From the results of independent differential abundance analyses, the fold difference in OTUs between the healthy and disease populations was calculated as the number of OTUs enriched in the healthy group divided by the number of OTUs enriched in the disease group. Absolute values were compared with a one-sample t-test against an expected value of 1, indicative of no difference, and p-values were Holm’s corrected for multiple comparisons. For purposes of plotting fold difference, raw values below 1 were inverted and made negative.

Strength of dysbiotic taxa and commonalities across chronic disease states

To determine the consistency of dysbiotic taxa identified and if there were common dysbiotic genera across the different chronic diseases, differentially abundant OTUs for each comparison were first reduced to genera, which allows for greater comparison between each disease state but comes with the limitation that physiologically disparate OTUs can exist within the same genus. The OTUs that were not classified at least to the genus level were removed from further analysis. We counted the number of times a microbial genus had at least one OTU that was enriched in either the healthy or disease populations across all pairwise comparisons for each disease. Genera enriched in the healthy populations were considered “potentially beneficial” whereas those enriched in the disease populations were considered “potentially pathogenic”. The proportion of independent analyses that each genus appeared in was plotted in a heatmap in R statistical software using the heatmap.2 function with dendograms generated by the hclust function to show clustering by disease state. The bootstrap probability and approximately unbiased alpha levels were calculated by the pvclust package with 1000 bootstraps81.
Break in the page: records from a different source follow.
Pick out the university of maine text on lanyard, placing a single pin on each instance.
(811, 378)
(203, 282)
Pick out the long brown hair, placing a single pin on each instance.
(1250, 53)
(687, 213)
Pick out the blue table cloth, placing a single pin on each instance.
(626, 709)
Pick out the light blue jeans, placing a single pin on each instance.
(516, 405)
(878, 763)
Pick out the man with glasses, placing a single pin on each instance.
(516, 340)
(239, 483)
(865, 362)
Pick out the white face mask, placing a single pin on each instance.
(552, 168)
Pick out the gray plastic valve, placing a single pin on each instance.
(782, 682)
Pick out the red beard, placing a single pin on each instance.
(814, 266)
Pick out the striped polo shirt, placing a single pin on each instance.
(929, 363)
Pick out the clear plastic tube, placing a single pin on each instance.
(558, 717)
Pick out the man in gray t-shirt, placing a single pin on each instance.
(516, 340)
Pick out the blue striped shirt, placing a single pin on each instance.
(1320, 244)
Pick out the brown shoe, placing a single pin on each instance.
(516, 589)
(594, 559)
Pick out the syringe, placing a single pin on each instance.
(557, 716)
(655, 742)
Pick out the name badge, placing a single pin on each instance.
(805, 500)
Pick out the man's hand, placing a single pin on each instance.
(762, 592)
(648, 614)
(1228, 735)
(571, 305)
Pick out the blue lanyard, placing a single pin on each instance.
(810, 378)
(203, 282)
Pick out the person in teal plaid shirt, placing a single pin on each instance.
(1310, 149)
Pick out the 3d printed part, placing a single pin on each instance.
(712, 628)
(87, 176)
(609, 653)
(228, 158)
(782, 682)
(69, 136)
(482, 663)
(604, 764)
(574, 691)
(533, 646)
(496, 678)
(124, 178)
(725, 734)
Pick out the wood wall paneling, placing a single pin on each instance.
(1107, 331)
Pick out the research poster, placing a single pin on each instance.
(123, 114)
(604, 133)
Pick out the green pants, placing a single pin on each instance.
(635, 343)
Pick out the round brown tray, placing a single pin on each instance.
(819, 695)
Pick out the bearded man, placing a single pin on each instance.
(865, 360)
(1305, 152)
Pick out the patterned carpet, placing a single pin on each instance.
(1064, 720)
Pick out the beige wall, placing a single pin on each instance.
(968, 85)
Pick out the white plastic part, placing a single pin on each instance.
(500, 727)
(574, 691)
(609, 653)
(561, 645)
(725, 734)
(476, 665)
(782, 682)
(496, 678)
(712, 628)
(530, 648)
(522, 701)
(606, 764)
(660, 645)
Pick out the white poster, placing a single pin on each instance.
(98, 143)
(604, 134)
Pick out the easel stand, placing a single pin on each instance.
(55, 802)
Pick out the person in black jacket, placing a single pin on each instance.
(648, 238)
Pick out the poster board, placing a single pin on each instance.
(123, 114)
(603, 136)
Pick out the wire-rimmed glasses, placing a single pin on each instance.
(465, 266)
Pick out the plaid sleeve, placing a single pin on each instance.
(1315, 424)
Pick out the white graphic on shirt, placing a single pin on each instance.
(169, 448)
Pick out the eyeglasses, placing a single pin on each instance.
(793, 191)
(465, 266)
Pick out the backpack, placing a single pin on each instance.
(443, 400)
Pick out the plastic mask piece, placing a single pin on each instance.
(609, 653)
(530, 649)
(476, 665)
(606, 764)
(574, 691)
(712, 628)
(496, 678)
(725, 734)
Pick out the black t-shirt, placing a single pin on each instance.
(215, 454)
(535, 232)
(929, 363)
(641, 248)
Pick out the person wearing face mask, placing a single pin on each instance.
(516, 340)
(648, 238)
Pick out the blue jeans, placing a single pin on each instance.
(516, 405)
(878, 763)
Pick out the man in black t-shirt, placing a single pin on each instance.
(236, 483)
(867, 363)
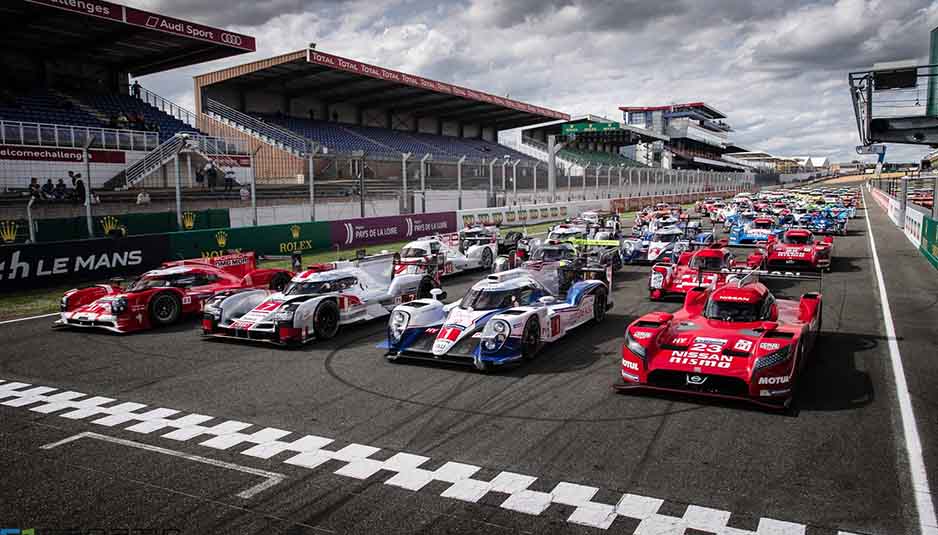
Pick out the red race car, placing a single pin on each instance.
(162, 296)
(702, 267)
(736, 341)
(797, 249)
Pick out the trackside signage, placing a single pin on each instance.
(94, 8)
(350, 233)
(46, 264)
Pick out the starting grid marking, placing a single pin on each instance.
(310, 451)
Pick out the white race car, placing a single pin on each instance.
(316, 302)
(506, 317)
(447, 254)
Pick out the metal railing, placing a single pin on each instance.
(68, 136)
(267, 132)
(164, 105)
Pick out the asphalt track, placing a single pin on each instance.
(420, 448)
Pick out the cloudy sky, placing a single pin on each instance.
(777, 68)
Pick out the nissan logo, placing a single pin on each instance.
(231, 39)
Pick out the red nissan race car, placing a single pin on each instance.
(702, 267)
(162, 296)
(797, 249)
(736, 341)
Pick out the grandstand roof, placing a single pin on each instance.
(316, 73)
(136, 41)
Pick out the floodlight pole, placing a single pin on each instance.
(514, 181)
(553, 147)
(423, 182)
(404, 157)
(492, 182)
(313, 150)
(459, 181)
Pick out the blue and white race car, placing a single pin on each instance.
(504, 318)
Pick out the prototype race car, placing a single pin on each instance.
(162, 296)
(316, 302)
(701, 267)
(797, 249)
(448, 254)
(504, 318)
(735, 341)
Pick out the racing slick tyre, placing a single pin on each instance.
(165, 309)
(326, 320)
(599, 306)
(423, 290)
(530, 339)
(279, 281)
(487, 259)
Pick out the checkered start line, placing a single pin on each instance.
(309, 451)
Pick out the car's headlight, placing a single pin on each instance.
(286, 312)
(634, 346)
(773, 358)
(495, 334)
(398, 324)
(119, 305)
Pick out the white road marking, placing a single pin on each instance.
(309, 451)
(4, 322)
(928, 524)
(272, 478)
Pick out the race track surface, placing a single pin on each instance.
(331, 438)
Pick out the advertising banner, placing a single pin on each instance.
(264, 240)
(47, 264)
(929, 246)
(352, 233)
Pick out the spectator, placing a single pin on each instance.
(61, 191)
(48, 190)
(143, 197)
(79, 190)
(34, 190)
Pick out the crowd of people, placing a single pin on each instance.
(60, 191)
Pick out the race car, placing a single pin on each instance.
(797, 249)
(668, 242)
(700, 267)
(736, 341)
(447, 254)
(316, 302)
(162, 296)
(756, 231)
(506, 317)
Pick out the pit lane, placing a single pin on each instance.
(833, 466)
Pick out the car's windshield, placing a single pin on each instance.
(706, 262)
(491, 299)
(310, 287)
(797, 239)
(413, 252)
(179, 280)
(732, 311)
(553, 254)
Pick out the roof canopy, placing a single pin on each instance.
(129, 39)
(322, 75)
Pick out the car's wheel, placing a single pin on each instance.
(423, 290)
(279, 281)
(487, 258)
(326, 320)
(165, 309)
(599, 306)
(530, 339)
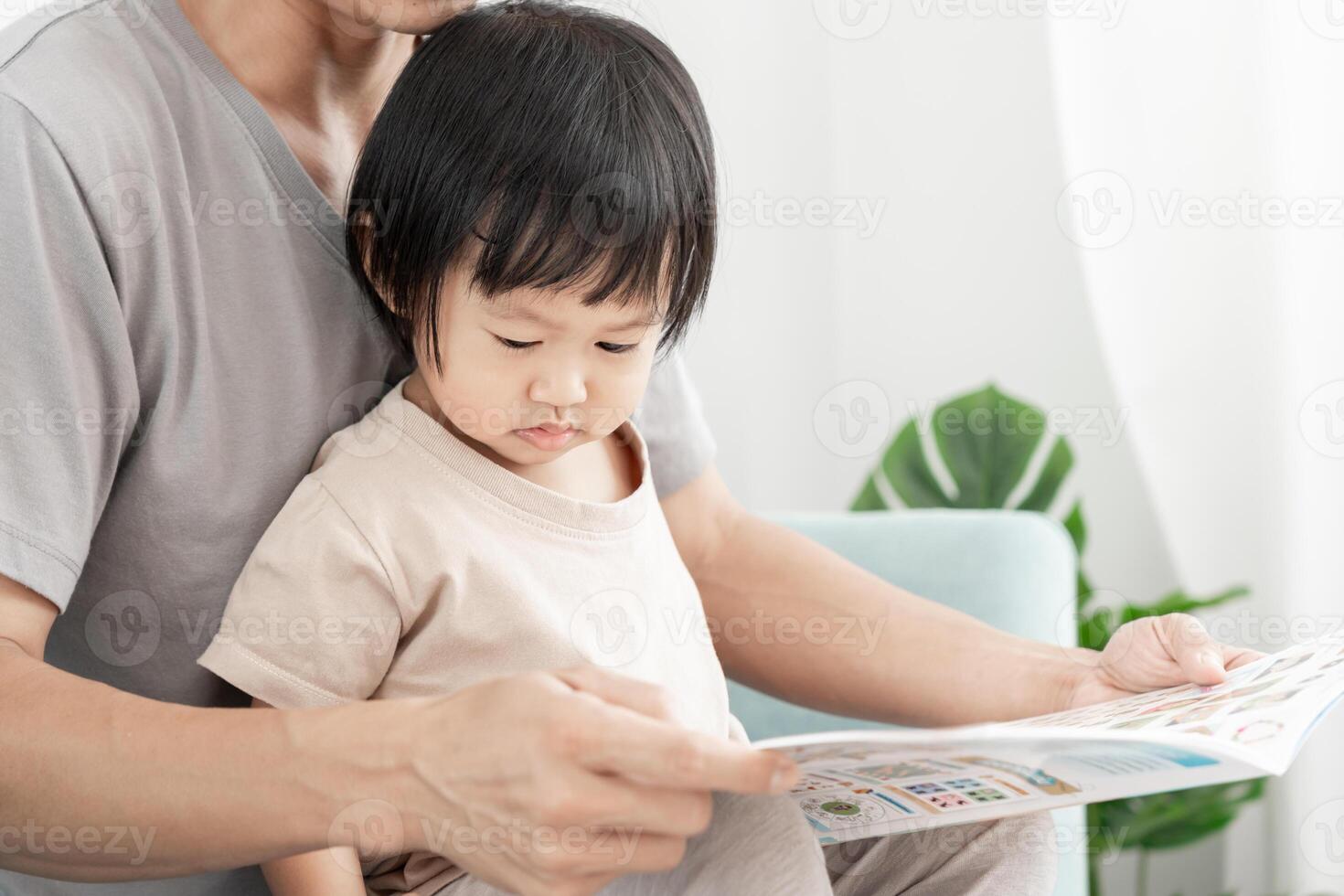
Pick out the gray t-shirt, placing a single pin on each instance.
(180, 336)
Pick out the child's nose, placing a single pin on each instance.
(560, 389)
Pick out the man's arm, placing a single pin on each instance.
(187, 790)
(800, 623)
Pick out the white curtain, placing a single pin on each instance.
(1203, 188)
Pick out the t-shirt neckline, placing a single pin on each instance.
(517, 491)
(292, 177)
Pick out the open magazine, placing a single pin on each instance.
(874, 782)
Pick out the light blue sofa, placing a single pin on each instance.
(1017, 571)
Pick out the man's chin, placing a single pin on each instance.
(374, 17)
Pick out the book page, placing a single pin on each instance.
(872, 782)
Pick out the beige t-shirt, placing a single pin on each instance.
(408, 564)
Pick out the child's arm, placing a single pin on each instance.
(332, 872)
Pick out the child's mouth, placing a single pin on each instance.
(548, 440)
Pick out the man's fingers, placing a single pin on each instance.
(632, 735)
(1238, 657)
(664, 755)
(1199, 657)
(613, 736)
(624, 690)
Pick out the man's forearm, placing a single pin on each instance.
(797, 621)
(99, 784)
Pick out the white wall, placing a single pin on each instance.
(949, 125)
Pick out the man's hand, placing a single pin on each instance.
(562, 782)
(1151, 653)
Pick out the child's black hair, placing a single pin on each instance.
(549, 145)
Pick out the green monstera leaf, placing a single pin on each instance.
(986, 443)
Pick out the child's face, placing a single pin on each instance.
(520, 361)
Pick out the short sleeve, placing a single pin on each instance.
(69, 398)
(312, 620)
(674, 426)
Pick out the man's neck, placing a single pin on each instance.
(319, 76)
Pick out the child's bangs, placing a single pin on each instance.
(612, 238)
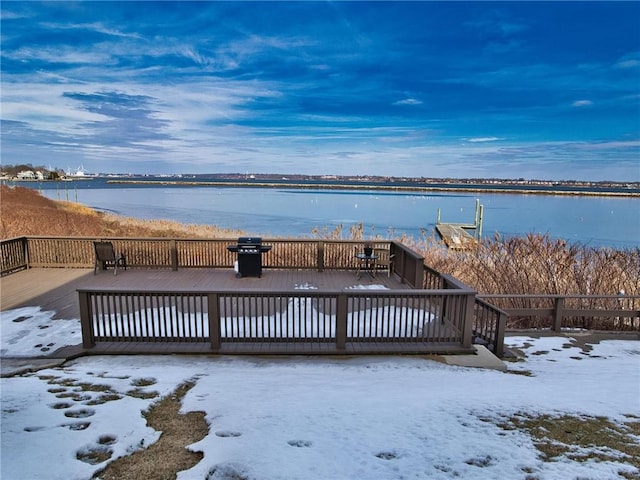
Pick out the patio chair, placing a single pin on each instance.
(106, 257)
(384, 260)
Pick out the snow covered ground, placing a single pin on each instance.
(310, 417)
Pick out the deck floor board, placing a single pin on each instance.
(55, 289)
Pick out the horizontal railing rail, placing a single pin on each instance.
(383, 317)
(557, 312)
(13, 255)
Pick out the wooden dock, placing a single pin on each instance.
(455, 236)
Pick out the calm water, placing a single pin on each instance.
(596, 221)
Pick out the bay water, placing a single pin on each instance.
(291, 212)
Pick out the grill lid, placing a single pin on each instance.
(250, 242)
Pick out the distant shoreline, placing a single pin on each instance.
(565, 190)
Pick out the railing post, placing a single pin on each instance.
(467, 314)
(25, 252)
(341, 322)
(501, 326)
(558, 312)
(88, 339)
(320, 256)
(213, 307)
(173, 246)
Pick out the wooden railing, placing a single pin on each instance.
(13, 255)
(557, 312)
(170, 253)
(346, 321)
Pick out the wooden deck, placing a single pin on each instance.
(55, 289)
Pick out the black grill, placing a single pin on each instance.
(250, 250)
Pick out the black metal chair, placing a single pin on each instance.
(384, 260)
(106, 257)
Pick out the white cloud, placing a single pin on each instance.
(483, 139)
(408, 101)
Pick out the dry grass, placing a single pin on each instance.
(168, 456)
(582, 438)
(23, 211)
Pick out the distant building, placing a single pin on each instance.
(26, 175)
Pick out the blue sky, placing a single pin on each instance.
(455, 89)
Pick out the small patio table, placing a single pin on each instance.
(369, 262)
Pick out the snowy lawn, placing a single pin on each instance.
(311, 417)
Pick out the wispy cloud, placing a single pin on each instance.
(482, 139)
(408, 101)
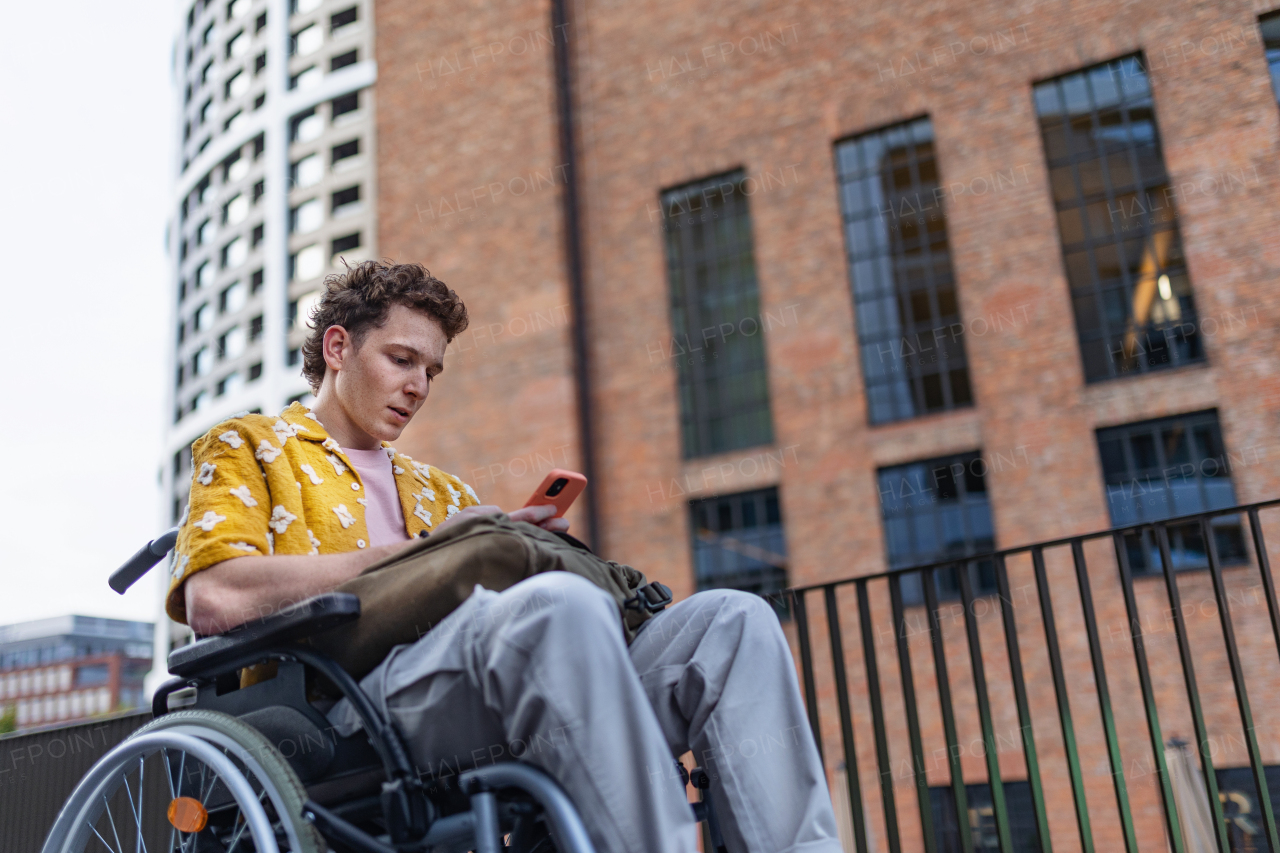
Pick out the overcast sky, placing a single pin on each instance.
(86, 192)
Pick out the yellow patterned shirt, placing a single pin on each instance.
(279, 484)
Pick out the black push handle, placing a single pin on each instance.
(141, 562)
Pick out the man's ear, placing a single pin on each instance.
(336, 346)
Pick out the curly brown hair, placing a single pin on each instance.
(360, 299)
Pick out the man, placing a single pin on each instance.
(287, 507)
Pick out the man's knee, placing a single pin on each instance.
(731, 602)
(551, 593)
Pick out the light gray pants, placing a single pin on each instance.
(542, 673)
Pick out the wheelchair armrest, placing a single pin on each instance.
(311, 616)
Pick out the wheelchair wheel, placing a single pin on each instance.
(192, 781)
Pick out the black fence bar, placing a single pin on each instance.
(949, 716)
(1100, 676)
(964, 821)
(886, 769)
(1064, 702)
(810, 690)
(1184, 651)
(1173, 825)
(846, 721)
(1024, 711)
(988, 730)
(1242, 694)
(1269, 587)
(913, 720)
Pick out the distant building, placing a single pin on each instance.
(72, 667)
(273, 188)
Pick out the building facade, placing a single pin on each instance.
(810, 292)
(864, 287)
(68, 669)
(274, 187)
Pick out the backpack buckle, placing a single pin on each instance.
(652, 597)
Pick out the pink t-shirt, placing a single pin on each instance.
(383, 515)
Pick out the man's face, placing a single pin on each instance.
(383, 383)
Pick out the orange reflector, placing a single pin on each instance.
(187, 815)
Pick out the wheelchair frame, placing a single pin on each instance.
(471, 812)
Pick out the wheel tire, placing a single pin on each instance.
(291, 790)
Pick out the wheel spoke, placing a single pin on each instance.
(213, 783)
(168, 775)
(136, 812)
(112, 819)
(100, 836)
(243, 826)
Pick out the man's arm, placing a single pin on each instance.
(233, 592)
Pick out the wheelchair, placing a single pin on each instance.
(260, 769)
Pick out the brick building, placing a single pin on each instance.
(54, 671)
(1018, 261)
(814, 291)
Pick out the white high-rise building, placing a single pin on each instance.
(274, 183)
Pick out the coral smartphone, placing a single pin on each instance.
(558, 488)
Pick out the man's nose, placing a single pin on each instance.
(420, 386)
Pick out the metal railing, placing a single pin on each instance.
(1054, 692)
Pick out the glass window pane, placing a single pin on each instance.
(1107, 173)
(1159, 469)
(743, 551)
(725, 398)
(900, 273)
(933, 510)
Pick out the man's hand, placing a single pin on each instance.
(542, 516)
(539, 515)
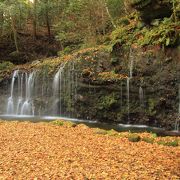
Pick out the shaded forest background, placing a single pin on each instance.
(32, 29)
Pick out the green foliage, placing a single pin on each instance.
(139, 4)
(151, 106)
(164, 34)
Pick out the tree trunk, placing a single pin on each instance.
(14, 34)
(34, 20)
(47, 21)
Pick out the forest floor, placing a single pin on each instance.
(47, 151)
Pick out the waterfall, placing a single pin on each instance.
(57, 90)
(28, 106)
(131, 64)
(16, 104)
(141, 97)
(10, 104)
(128, 106)
(177, 122)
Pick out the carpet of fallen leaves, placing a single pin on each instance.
(46, 151)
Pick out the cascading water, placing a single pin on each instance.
(57, 90)
(177, 122)
(141, 97)
(131, 63)
(28, 106)
(17, 105)
(10, 104)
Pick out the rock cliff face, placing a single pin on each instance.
(160, 9)
(137, 86)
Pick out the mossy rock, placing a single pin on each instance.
(157, 9)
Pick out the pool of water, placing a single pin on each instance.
(94, 124)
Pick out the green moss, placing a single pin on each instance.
(163, 33)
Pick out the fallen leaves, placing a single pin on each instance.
(48, 151)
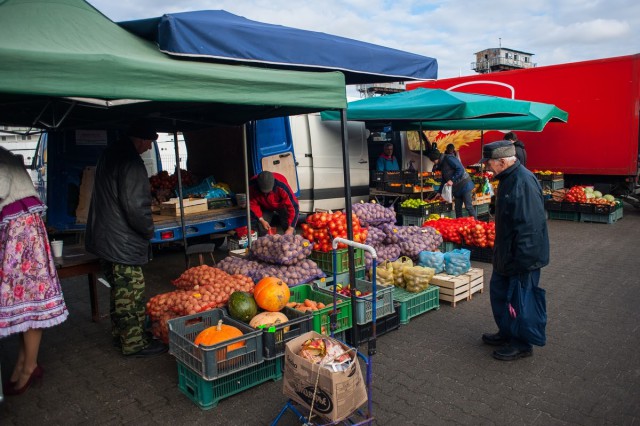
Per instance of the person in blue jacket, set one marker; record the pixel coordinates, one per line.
(454, 175)
(387, 162)
(521, 249)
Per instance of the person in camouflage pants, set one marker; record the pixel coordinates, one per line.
(127, 306)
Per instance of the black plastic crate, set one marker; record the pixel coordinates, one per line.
(384, 325)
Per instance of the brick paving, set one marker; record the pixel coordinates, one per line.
(434, 370)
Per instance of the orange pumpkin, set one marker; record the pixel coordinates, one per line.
(219, 333)
(271, 294)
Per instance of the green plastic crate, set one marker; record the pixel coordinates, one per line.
(321, 319)
(602, 218)
(364, 305)
(214, 361)
(206, 394)
(413, 304)
(274, 338)
(325, 260)
(563, 215)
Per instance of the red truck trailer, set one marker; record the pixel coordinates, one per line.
(598, 145)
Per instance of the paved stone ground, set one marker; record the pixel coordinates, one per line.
(435, 370)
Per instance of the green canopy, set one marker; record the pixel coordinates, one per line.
(64, 63)
(539, 115)
(429, 104)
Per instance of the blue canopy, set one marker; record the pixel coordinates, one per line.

Influence of genus diversity on dysbiotic genera

Next, we sought to determine if dysbiosis was driven by a general loss or gain of bacteria in the gut or if some microbial genera had a greater association with disease than expected by the number of constituent OTUs within the genus. To do this, for each disease, we plotted the total number of OTUs detected per genus against the number of dysbiotic OTUs detected per genus and determined if there was a Spearman correlation significantly different than 0 with the cor.test function in R statistical software. Next, genera in which the number of dysbiotic OTUs was greater than three standard deviations above what was expected based on genus diversity were considered to be highly associated with dysbiosis, following the three-sigma rule82.